Necessity – A Necessary Clarification

The words necessity, necessary, and necessarily appear frequently in the posts on this site, primarily in reference to the Structure of Being, rather than in their common everyday usage. Typically, necessity is understood as something required by circumstances, causes, or logical conditions—something that must happen due to external constraints. This interpretation remains bound to the framework of becoming, where things emerge, change, and cease according to contingent factors.

However, within the Structure of Being, necessity does not refer to compulsion, causality, or inevitability within time. Rather, it signifies the eternal and indestructible nature of being. What is, is necessarily—not because it is forced to be, but because it cannot not be. It does not “become necessary”; it is necessity itself.

This is why becoming and contingency—the notions that things could be otherwise, or that they come into and go out of existence—are contradictions.

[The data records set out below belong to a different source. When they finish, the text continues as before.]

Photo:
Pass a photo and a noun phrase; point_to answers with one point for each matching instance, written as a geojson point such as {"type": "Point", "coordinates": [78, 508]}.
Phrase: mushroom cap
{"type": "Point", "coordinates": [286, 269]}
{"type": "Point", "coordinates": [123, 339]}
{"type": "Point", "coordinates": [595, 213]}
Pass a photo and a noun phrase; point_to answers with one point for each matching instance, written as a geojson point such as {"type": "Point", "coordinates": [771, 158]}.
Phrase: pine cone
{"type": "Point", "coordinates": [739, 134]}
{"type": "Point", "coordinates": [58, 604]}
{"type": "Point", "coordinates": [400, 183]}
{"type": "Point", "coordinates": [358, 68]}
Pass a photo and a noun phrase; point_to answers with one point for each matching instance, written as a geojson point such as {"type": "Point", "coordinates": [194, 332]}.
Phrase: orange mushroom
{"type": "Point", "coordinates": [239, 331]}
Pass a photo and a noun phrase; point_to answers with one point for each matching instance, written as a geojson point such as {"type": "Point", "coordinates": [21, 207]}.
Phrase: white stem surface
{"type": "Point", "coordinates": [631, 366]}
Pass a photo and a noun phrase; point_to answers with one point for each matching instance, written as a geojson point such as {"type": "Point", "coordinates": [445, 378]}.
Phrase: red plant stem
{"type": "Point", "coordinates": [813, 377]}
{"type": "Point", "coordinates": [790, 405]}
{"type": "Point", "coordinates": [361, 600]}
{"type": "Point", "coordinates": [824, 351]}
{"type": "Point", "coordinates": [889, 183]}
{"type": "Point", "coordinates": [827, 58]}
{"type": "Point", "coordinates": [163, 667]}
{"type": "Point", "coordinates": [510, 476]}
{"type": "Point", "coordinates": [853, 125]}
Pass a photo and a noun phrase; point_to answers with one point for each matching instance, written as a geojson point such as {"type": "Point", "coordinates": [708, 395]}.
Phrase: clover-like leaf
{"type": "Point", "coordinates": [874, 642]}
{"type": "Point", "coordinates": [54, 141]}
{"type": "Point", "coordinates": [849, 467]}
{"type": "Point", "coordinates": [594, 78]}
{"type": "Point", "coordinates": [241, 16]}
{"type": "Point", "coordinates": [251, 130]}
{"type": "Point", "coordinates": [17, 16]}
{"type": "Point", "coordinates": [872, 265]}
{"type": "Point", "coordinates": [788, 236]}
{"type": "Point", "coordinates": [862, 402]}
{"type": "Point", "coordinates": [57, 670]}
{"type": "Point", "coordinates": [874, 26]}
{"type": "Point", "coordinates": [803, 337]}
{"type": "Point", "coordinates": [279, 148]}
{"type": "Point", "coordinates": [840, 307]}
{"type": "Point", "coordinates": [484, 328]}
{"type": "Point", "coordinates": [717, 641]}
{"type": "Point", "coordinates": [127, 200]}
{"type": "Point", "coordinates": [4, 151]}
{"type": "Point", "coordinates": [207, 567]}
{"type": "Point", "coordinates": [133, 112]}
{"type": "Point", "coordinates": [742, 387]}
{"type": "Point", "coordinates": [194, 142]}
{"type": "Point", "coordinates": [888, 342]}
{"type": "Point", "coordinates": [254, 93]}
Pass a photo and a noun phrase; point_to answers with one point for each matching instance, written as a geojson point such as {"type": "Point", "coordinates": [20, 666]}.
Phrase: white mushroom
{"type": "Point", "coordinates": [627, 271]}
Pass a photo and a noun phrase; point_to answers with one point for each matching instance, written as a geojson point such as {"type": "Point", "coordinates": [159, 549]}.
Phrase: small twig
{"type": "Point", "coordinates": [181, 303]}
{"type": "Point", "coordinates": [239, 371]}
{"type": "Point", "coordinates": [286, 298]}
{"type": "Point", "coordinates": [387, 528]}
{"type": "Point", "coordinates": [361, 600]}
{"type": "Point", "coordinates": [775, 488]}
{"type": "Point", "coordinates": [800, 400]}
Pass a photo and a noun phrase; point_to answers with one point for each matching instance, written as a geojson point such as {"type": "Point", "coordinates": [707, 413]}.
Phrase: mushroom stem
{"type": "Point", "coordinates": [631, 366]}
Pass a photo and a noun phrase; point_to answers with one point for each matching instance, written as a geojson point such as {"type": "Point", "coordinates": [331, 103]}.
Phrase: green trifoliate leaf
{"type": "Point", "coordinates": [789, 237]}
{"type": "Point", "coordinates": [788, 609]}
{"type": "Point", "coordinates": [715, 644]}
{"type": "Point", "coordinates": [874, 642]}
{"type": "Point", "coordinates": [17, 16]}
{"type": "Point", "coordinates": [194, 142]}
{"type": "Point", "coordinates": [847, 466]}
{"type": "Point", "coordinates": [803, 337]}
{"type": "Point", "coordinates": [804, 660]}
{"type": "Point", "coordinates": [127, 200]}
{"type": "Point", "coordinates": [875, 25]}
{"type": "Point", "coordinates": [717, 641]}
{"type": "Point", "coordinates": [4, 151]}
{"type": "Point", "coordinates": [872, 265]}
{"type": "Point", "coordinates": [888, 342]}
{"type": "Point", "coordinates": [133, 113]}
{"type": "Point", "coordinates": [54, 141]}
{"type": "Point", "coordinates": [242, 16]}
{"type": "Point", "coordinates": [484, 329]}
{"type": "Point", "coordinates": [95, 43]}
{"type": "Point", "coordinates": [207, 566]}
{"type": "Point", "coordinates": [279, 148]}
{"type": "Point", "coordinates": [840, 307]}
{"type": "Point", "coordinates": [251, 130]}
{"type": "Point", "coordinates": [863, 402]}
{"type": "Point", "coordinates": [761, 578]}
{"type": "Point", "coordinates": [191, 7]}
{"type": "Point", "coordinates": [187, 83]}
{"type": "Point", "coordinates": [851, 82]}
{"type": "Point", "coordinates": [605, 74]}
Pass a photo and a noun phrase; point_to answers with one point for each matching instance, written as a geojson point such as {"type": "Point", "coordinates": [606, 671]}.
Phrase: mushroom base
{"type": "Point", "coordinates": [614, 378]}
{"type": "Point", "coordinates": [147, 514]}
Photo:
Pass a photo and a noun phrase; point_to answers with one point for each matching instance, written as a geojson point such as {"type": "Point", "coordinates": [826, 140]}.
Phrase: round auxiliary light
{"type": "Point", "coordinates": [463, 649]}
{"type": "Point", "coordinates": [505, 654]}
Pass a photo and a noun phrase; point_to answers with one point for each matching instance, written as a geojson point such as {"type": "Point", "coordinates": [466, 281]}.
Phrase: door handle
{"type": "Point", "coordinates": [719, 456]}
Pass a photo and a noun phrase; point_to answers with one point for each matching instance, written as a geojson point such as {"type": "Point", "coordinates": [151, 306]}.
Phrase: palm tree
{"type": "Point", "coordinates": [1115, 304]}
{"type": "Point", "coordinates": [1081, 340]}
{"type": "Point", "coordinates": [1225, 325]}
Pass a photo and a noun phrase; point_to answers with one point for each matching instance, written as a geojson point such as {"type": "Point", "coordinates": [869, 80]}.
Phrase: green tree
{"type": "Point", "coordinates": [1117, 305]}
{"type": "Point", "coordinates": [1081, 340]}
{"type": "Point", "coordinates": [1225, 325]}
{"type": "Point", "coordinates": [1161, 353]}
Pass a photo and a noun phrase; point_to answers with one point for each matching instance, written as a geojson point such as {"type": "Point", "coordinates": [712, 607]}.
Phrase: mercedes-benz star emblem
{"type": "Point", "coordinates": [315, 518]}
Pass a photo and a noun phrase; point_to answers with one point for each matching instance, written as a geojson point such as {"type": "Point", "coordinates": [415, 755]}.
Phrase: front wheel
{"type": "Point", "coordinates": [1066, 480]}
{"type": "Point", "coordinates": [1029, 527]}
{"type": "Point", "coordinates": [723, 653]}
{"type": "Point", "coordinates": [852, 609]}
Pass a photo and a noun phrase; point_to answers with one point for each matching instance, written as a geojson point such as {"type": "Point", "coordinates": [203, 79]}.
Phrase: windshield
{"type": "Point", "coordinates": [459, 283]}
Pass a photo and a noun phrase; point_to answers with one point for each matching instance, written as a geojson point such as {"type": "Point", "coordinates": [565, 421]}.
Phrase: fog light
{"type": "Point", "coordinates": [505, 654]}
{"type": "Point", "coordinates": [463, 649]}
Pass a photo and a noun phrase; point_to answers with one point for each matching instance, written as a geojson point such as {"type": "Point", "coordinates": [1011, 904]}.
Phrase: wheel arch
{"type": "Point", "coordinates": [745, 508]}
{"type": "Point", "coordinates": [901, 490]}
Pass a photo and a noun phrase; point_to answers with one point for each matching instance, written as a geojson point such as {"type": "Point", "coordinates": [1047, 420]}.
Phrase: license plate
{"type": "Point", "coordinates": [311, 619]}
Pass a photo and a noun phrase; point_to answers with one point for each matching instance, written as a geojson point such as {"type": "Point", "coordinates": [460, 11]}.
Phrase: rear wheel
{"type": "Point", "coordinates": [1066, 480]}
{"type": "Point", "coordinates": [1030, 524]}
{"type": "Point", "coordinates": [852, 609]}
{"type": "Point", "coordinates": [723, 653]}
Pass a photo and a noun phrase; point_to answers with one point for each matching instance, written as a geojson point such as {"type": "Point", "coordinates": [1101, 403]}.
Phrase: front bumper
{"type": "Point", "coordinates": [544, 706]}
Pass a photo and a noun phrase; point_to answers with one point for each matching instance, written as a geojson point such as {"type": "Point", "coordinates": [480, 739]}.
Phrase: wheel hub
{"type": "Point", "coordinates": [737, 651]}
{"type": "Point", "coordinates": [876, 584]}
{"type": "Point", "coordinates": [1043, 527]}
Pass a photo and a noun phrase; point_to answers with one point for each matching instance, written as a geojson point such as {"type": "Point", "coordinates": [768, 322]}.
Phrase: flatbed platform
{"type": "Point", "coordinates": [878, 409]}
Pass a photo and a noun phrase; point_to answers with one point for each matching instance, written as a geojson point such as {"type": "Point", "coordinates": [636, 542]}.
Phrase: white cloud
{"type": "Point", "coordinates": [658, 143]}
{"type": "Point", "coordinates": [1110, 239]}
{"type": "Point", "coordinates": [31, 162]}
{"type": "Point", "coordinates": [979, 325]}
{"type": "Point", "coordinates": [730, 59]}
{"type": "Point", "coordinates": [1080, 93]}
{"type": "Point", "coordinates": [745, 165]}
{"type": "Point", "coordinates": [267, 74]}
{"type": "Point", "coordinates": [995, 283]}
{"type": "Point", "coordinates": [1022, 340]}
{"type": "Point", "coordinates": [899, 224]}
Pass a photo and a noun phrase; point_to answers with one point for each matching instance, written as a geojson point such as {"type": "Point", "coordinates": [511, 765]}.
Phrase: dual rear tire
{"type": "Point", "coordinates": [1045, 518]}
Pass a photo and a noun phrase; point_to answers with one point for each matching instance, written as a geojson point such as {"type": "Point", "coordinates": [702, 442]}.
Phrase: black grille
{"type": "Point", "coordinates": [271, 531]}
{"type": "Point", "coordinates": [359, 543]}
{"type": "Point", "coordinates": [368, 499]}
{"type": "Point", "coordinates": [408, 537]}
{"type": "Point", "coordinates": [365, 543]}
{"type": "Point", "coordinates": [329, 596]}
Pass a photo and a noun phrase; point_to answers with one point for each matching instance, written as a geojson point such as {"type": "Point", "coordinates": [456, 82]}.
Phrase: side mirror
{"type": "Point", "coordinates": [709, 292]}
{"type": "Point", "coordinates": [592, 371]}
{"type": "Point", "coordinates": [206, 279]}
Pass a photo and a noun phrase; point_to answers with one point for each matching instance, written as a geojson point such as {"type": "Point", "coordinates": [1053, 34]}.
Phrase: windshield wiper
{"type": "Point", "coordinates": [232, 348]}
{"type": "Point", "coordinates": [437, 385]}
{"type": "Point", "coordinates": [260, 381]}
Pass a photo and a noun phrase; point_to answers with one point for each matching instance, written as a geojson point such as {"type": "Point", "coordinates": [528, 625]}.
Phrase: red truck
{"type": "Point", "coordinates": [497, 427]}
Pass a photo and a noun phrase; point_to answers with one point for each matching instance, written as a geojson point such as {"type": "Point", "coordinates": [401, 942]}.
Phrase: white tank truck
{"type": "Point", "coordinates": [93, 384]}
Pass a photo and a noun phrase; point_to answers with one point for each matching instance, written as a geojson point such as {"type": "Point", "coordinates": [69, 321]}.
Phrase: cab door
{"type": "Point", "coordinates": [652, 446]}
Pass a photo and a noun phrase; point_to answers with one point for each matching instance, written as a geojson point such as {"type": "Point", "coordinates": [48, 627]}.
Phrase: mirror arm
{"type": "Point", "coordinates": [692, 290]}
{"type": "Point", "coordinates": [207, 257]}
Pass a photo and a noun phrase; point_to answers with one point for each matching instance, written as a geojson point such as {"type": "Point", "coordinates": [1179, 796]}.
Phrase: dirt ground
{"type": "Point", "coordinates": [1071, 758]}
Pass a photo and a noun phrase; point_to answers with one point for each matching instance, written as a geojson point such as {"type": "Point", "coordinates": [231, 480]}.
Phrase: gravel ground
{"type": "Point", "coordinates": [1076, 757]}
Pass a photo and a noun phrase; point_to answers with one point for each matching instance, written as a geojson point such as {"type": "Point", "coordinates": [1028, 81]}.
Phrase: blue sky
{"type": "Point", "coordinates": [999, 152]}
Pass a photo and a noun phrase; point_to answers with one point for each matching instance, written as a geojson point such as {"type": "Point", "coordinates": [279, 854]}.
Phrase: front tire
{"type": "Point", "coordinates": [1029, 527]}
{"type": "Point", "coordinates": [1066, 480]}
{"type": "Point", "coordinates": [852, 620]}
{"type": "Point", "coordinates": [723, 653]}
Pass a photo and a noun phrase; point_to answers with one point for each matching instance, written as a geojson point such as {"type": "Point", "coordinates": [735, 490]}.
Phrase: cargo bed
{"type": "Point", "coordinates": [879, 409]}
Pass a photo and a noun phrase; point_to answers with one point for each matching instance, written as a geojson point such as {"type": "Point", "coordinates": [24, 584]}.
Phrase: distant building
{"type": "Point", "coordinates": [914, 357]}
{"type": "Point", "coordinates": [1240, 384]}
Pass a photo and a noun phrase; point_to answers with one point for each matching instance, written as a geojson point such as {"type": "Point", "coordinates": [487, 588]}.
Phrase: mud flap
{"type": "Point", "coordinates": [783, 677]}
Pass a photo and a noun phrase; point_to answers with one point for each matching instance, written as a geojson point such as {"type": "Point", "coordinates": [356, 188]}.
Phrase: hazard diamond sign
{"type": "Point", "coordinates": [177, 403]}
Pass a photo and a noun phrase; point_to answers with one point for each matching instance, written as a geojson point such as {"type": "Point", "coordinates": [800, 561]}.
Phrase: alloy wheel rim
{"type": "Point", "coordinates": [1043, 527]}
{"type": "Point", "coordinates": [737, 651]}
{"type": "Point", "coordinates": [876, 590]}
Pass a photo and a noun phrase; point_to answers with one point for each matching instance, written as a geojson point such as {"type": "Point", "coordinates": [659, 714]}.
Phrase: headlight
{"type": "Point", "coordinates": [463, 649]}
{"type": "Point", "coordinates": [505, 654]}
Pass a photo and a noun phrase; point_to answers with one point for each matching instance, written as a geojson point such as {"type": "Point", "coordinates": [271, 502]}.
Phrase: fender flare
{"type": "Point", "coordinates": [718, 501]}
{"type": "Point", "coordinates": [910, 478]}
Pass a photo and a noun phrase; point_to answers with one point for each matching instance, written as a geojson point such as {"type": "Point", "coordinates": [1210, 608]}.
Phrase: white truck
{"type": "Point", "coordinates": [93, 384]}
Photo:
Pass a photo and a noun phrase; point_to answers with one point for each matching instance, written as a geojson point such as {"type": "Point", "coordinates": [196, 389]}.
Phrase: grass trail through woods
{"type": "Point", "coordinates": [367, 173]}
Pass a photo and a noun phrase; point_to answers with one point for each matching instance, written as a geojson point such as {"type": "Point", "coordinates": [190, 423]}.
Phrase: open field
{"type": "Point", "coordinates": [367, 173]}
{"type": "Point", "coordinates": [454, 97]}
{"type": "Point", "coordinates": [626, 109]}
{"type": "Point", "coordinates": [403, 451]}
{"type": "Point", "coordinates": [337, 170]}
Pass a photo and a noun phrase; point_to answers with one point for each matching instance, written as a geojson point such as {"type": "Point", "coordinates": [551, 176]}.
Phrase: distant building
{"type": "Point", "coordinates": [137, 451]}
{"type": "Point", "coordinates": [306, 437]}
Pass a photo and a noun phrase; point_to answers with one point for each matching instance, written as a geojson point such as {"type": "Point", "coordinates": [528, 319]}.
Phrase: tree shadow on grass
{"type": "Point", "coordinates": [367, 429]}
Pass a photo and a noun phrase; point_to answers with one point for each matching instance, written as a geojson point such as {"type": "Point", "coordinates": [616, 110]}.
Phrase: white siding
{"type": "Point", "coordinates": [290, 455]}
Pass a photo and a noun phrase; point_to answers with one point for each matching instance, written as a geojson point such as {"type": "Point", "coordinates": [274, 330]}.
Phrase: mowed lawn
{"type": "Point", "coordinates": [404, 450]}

The recognition of necessity reveals that all being is eternal; it does not depend on external conditions but simply is, in its fullness, beyond all change or negation.

Examples of Usage in This Context

  • “Being is necessarily itself—it does not arise from nothing, nor can it vanish into nothingness.”
  • “The recognition of necessity dissolves the contradictions of materialism and idealism, both of which assume becoming.”
  • “What appears to be change is not the becoming of one thing into another, but the necessary appearing and withdrawing of eternal being.”

Thus, when we speak of necessity, we are not referring to an imposed constraint, but to the very structure of reality: the immutable, undeniable truth that every being is eternally itself.